Promissory Note, dated February 2, 2018, by and among Stein Mart, Inc. as borrower and Sun Trust Bank, as Trustee

EX-10.39 4 d474980dex1039.htm EX-10.39 EX-10.39

Exhibit 10.39

 

Date: February 1, 2018    $13,738,318.06

Promissory Note

On this date of Friday, February 1, 2018, in return for valuable consideration received, STEIN MART, INC., (“Borrower”) promises to pay to SunTrust in its capacity as the trustee under trust agreement (“Trust Agreement”) dated September 1, 1999 by and between Suntrust, Central Florida, N.A. or its successor in interest, the “Lender”, the sum of THIRTEEN MILLION SEVEN HUNDRED THIRTY EIGHT THOUSAND THREE HUNDRED EIGHTEEN DOLLARS AND SIX CENTS ($13,738,318.06), together with interest thereon at the rate of 3.58% per annum. Interest shall accrue daily on the average loan balance for the number of days the loan is outstanding prior to the date of repayment.

 

  1.

Authority.  This promissory note evidences a loan to Borrower from Lender made pursuant to Section 8(f) of the Trust Agreement.
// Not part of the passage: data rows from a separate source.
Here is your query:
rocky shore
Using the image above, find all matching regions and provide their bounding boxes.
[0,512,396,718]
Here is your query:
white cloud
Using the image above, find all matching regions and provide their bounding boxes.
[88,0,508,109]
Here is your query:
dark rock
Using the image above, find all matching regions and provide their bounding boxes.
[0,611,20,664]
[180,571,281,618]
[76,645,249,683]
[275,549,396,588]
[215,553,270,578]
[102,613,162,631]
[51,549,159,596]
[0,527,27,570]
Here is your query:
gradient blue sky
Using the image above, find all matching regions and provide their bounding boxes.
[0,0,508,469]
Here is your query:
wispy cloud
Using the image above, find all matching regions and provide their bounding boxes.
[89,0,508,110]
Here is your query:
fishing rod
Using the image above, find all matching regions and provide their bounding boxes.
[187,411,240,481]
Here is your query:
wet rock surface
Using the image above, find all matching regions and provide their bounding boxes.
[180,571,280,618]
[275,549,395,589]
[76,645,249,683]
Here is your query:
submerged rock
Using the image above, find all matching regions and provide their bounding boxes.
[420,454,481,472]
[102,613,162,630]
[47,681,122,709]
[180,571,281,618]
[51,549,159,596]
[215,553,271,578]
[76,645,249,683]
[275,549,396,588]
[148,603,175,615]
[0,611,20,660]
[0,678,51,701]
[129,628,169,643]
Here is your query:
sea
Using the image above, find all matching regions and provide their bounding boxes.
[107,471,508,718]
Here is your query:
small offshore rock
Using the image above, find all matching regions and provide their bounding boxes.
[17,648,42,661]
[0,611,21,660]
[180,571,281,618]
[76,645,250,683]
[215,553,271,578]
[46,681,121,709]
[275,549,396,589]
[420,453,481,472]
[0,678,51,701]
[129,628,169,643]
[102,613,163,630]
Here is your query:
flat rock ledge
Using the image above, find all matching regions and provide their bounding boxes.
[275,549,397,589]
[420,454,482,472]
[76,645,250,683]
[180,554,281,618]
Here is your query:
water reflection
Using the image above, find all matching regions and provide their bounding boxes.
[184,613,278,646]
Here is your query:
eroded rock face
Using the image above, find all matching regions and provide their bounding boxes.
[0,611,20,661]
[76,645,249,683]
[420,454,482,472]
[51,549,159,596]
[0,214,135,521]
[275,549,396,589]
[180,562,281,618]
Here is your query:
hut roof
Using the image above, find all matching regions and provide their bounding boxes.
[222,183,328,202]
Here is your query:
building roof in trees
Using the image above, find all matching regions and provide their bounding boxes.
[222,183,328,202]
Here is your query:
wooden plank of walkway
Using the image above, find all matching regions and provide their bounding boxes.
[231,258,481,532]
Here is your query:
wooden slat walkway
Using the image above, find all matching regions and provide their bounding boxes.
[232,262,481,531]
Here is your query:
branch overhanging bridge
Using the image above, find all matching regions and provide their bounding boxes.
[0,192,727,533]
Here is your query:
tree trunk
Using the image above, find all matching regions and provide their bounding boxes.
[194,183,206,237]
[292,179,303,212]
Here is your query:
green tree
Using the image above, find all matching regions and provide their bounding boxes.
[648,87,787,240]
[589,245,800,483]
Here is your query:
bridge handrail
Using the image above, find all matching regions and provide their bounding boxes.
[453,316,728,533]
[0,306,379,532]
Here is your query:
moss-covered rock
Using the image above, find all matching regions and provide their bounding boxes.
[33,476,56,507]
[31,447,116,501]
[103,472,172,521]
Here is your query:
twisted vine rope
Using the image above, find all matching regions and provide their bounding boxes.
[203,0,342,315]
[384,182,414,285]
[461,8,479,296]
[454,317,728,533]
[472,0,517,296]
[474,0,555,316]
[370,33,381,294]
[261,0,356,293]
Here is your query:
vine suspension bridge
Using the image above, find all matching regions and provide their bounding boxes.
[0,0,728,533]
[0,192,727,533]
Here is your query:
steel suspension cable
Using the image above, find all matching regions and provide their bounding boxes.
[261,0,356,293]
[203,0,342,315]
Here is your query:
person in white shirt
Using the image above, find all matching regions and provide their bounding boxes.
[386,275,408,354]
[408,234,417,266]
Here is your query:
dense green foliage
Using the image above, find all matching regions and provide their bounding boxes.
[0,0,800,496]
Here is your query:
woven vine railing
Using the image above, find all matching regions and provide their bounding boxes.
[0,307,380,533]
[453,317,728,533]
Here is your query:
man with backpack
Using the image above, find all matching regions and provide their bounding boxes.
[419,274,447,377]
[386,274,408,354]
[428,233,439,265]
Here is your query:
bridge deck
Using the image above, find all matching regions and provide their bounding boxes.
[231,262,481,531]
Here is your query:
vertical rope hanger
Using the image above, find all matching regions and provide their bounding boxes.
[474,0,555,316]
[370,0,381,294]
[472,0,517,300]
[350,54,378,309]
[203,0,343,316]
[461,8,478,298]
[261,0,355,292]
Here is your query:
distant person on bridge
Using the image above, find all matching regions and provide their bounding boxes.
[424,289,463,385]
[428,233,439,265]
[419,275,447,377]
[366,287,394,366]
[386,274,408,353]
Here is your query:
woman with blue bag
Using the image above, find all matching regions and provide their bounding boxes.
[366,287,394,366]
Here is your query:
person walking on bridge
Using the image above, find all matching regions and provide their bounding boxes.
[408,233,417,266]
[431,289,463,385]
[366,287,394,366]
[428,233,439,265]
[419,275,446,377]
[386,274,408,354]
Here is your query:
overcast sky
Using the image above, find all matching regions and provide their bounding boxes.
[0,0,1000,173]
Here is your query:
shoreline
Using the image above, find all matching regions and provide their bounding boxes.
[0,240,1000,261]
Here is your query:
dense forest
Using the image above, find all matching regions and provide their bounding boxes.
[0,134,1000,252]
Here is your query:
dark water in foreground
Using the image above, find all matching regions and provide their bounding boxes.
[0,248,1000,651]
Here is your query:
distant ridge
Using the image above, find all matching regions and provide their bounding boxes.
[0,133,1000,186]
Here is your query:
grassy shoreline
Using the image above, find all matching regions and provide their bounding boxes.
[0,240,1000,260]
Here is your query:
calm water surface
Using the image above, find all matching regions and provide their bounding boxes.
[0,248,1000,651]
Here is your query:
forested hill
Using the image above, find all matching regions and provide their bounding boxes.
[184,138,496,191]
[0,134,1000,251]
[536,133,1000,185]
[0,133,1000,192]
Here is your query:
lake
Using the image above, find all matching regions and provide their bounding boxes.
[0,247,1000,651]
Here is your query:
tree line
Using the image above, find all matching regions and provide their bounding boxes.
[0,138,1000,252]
Trustee has obtained loans from the insurance policies held in the Trust (“Policies”) in an amount not less than the principal amount of this promissory note and is lending the proceeds to Borrower.

 

  2.

Terms of Repayment:  All payments shall be first applied to interest and the balance to principal.

 

  3.

Repayment:  The entire unpaid principal and accrued interest thereon shall become due and payable on or before April 1, 2018.

 

  4.

Form of Payment - all payments due under this note shall be made by wire transfer to the Trust account. Payment may consist of an offset against amounts Borrower is otherwise entitled to withdraw from the Trust under the terms of the Trust Agreement.

 

  5.

Prepayment - This Note may be prepaid in whole or in part at any time without premium or penalty. All prepayments shall first be applied to interest, and then to principal payments in the order of their maturity.

 

  6.

Application of Payment.  All payments received by the Trustee hereunder other than offsets described above shall be applied to the Policy loans.

 

  7.

Default - In the event of nonpayment, if the parties do not agree on a new payment date within thirty (30) days after the payment due date, Lender may take all action it deems necessary to collect the outstanding balance and the cost of collection shall be paid by the Borrower.

 

  8.

Acceleration of Debt - In the event that the Borrower seeks relief under the Bankruptcy Code, or suffers an involuntary petition in bankruptcy or receivership not vacated within thirty (30) days, the entire balance of this Note and any interest


 

accrued thereon shall be immediately due and payable to the holder of this Note.

 

  9.

Modification - No modification or waiver of any of the terms of this Agreement hall be allowed unless by written agreement signed by both parties. No waiver of any breach or default hereunder shall be deemed a waiver of any subsequent breach or default of the same or similar nature.

 

  10.

Transfer of the Note - The borrowers hereby waive any notice of the transfer of this Note by the Lender or by any subsequent holder of this Note, agree to remain bound by the terms of this Note subsequent to any transfer, and agree that the terms of this Note may be fully enforced by any subsequent holder of this Note.

 

  11.

Severability of Provisions - In the event that any portion of this Note is deemed unenforceable, all other provisions of this Note shall remain in full force and effect.

 

  12.

Choice of Law - All terms and condition of this Note shall be interpreted under the laws of the State of Florida.

Signed Under Penalty of Perjury, this 1st day of February, 2018.

 

STEIN MART, INC. (“BORROWER”)
/s/ D. Hunt Hawkins
D. Hunt Hawkins

Signed in the presence of:

/s/ Gregory W. Kleffner
Witness

 

Gregory W. Kleffner
Printed Name

Note- the lender may not be a witness. If more than one witness is used, each should sign separately.